Use a travel-booking website, such as Expedia, Kayak, or Hipmunk, to explore options, but also check the airline sites themselves for better options and prices. Southwest Airlines does not appear on most aggregate sites, so you’ll need to search it separately. Sometimes, shifting your travel plans by one day can save hundreds of dollars, so be flexible if you can. Some people stick to a single airline to maximize frequent-flier miles and other perks, while others use whichever airline has the best schedule.
If you’re going to fly, monitor prices and book six to eight weeks ahead of time, if possible. Follow company policies to get reimbursed. Can you book your tickets yourself, or does the company have to do it for you? For ground transportation, your hotel will be able to tell you how to get around, including the best way to get there from the airport.
When you run into issues, take them in stride. Ask politely what your options are.

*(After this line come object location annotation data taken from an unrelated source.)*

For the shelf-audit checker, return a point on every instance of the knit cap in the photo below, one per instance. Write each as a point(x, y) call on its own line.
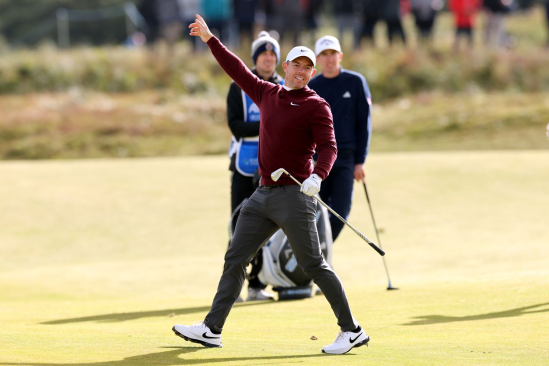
point(265, 42)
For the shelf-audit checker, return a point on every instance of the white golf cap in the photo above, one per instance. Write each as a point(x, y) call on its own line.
point(301, 51)
point(327, 43)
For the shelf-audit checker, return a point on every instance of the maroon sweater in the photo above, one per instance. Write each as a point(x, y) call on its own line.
point(293, 123)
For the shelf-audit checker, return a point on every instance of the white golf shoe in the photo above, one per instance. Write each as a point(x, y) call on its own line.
point(198, 333)
point(256, 294)
point(345, 341)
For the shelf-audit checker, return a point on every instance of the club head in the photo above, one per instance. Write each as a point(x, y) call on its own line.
point(275, 176)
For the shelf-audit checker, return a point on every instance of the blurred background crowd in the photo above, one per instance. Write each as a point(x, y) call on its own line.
point(120, 78)
point(236, 22)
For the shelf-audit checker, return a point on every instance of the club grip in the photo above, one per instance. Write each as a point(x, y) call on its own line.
point(375, 247)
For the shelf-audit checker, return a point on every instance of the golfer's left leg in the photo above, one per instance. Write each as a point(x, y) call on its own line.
point(295, 213)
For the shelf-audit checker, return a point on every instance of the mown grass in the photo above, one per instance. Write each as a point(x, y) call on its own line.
point(101, 257)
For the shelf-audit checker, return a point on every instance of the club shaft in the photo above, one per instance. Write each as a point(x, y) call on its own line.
point(375, 247)
point(377, 231)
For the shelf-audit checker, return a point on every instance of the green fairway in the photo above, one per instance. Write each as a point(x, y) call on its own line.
point(100, 258)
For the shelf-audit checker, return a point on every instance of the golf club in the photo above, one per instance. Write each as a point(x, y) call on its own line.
point(276, 175)
point(389, 287)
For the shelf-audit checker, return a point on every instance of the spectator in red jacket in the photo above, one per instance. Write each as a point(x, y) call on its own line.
point(464, 13)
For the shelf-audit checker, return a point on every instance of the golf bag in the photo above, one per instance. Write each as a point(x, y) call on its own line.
point(280, 268)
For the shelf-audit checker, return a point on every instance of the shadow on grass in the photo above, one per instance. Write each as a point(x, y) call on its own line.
point(120, 317)
point(437, 319)
point(170, 358)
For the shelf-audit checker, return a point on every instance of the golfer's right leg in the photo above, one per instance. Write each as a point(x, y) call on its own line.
point(253, 229)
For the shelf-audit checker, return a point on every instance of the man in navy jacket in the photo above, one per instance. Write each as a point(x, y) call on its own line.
point(348, 94)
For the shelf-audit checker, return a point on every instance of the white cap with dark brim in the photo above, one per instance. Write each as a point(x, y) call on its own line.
point(327, 43)
point(300, 51)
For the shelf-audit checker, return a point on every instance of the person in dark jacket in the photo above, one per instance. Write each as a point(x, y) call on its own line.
point(243, 117)
point(349, 97)
point(496, 10)
point(425, 12)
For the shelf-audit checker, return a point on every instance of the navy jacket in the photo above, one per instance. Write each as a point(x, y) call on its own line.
point(349, 97)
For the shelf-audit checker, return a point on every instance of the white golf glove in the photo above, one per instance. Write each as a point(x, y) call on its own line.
point(311, 185)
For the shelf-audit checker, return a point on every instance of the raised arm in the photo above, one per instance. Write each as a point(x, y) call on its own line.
point(233, 66)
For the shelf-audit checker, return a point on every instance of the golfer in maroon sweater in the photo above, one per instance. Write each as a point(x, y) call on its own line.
point(294, 121)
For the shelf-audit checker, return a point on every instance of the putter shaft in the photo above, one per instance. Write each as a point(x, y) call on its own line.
point(375, 247)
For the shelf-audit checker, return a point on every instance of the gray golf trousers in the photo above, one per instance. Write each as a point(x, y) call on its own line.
point(270, 208)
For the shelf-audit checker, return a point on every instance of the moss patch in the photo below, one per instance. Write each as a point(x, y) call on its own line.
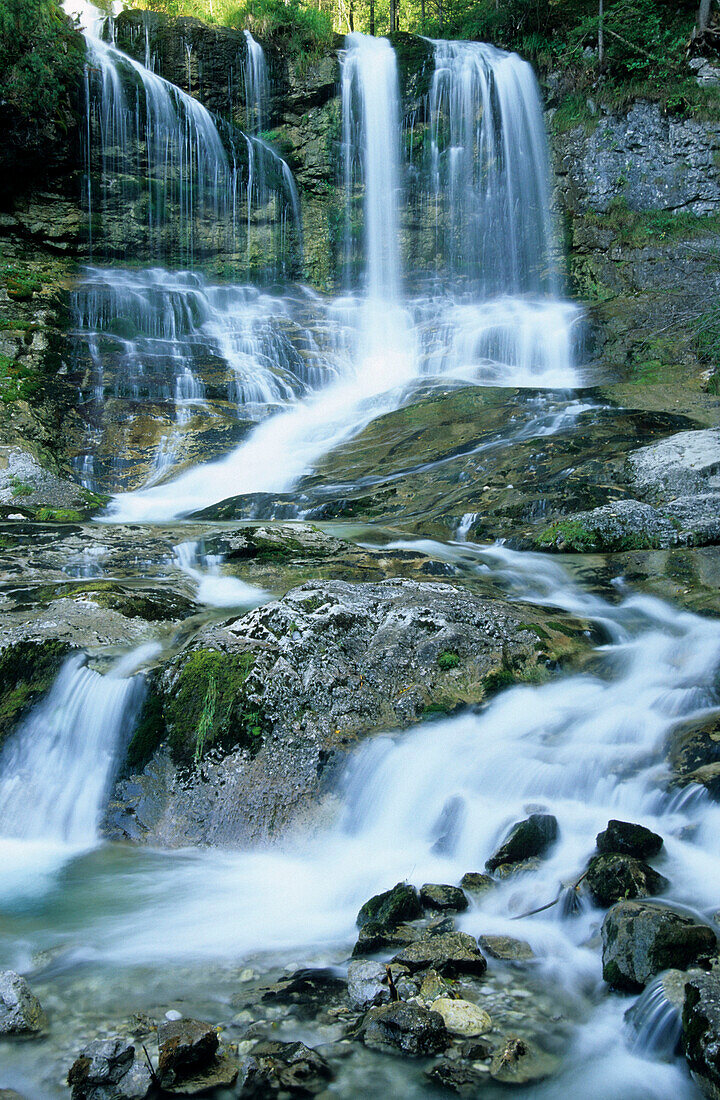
point(209, 706)
point(26, 672)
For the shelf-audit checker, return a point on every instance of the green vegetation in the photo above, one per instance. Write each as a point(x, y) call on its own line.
point(209, 707)
point(447, 660)
point(26, 672)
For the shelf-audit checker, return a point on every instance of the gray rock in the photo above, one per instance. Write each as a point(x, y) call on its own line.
point(405, 1029)
point(701, 1030)
point(525, 839)
point(367, 985)
point(20, 1010)
point(683, 464)
point(519, 1060)
point(450, 954)
point(507, 948)
point(187, 1048)
point(110, 1069)
point(443, 898)
point(281, 1069)
point(387, 910)
point(611, 878)
point(476, 882)
point(641, 938)
point(629, 839)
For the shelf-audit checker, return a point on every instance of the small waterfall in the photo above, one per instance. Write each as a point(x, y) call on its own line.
point(489, 171)
point(370, 146)
point(56, 769)
point(163, 182)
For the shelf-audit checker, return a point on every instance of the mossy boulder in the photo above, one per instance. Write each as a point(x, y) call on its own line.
point(26, 671)
point(208, 706)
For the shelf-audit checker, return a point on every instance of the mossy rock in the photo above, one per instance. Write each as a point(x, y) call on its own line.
point(208, 707)
point(26, 671)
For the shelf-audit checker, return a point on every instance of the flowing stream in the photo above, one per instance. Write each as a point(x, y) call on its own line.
point(295, 374)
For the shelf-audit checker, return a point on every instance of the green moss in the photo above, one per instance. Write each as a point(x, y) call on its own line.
point(150, 733)
point(209, 706)
point(26, 672)
point(568, 532)
point(58, 516)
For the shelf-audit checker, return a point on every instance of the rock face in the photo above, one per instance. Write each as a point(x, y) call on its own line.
point(443, 898)
point(640, 939)
point(525, 839)
point(450, 954)
point(281, 1069)
point(611, 878)
point(405, 1029)
point(328, 663)
point(629, 839)
point(701, 1030)
point(21, 1012)
point(664, 163)
point(110, 1069)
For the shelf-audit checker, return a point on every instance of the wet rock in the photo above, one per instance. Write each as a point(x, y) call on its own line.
point(450, 954)
point(701, 1030)
point(457, 1077)
point(21, 1012)
point(110, 1069)
point(405, 1029)
point(372, 938)
point(507, 948)
point(443, 898)
point(476, 882)
point(640, 939)
point(280, 1069)
point(525, 839)
point(629, 839)
point(462, 1018)
point(519, 1062)
point(387, 910)
point(307, 990)
point(367, 985)
point(187, 1048)
point(611, 878)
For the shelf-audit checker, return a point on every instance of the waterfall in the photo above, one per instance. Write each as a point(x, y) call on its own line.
point(163, 182)
point(370, 149)
point(56, 769)
point(489, 173)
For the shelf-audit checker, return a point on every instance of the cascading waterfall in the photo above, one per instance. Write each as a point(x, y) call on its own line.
point(162, 182)
point(56, 768)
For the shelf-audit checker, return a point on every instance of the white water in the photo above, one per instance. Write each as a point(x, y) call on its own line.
point(584, 747)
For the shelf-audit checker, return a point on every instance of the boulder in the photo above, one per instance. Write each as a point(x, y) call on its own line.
point(611, 878)
point(476, 882)
point(457, 1077)
point(528, 838)
point(367, 985)
point(21, 1012)
point(443, 898)
point(278, 1069)
point(629, 839)
point(519, 1060)
point(701, 1030)
point(449, 954)
point(640, 939)
point(187, 1048)
point(387, 910)
point(507, 948)
point(462, 1018)
point(110, 1069)
point(405, 1029)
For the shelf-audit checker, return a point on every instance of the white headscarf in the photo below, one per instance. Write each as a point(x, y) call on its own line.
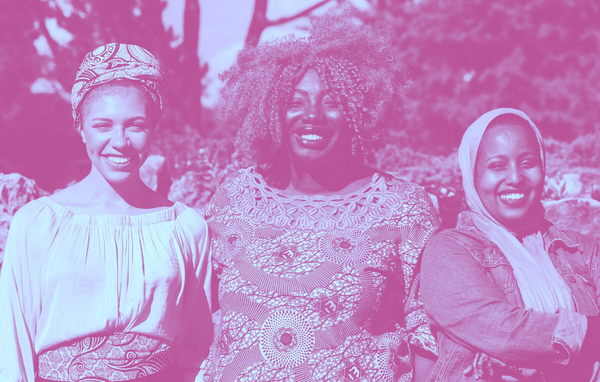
point(541, 286)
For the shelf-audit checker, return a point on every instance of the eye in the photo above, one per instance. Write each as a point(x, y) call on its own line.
point(330, 103)
point(529, 163)
point(297, 103)
point(497, 166)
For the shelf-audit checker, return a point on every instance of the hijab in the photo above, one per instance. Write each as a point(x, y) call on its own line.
point(117, 61)
point(542, 288)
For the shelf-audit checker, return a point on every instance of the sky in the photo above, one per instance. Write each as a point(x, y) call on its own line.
point(223, 27)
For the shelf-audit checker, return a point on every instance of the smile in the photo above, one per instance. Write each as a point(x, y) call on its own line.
point(513, 196)
point(311, 137)
point(119, 160)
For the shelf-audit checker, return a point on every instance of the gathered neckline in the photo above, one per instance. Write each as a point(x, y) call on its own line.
point(164, 215)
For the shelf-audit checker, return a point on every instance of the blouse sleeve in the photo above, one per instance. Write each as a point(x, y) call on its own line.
point(193, 341)
point(425, 223)
point(473, 312)
point(20, 295)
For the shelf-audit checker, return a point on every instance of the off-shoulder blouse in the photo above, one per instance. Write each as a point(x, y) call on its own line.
point(68, 276)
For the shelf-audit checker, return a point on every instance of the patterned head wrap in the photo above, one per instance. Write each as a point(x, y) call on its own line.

Airline and other personnel are more likely to help if you are polite and friendly. For example, if your flight is delayed, most airlines can (but don’t have to) waive change fees.
Lodging. Staying at the conference hotel will minimize travel time and maximize your interactions with fellow attendees. Most hotels have food on-site, or at least within walking distance. Services like Grubhub and Uber Eats may deliver to your hotel, but local availability varies widely.
If it’s a company meeting, ask your host for recommendations and whether you’ll need a vehicle. Sharing rides can be a great way to meet fellow professionals.
Packing. Pack efficiently, and don’t check luggage if at all possible. If you have to check a bag, take a photo of it just in case it gets misplaced. Pack your suitcase (and your pockets) the way the Transportation Security Administration wants, not the way you want. Check tsa.gov/travel for all the current rules; you can take antlers in your carry-on bag, but not an insecticide.
If you travel often, keep a second set of cables, medications, toiletries, and a copy of your health insurance card in your suitcase or briefcase so you can grab them and go.
Don’t forget to bring backup credit cards and cash; you never know when a card will get misplaced. Take paper copies of important information, such as your hotel confirmation, essential contact information, and your boarding pass.
If you prepare properly, you’ll be able to concentrate on your work, not the hassles of traveling.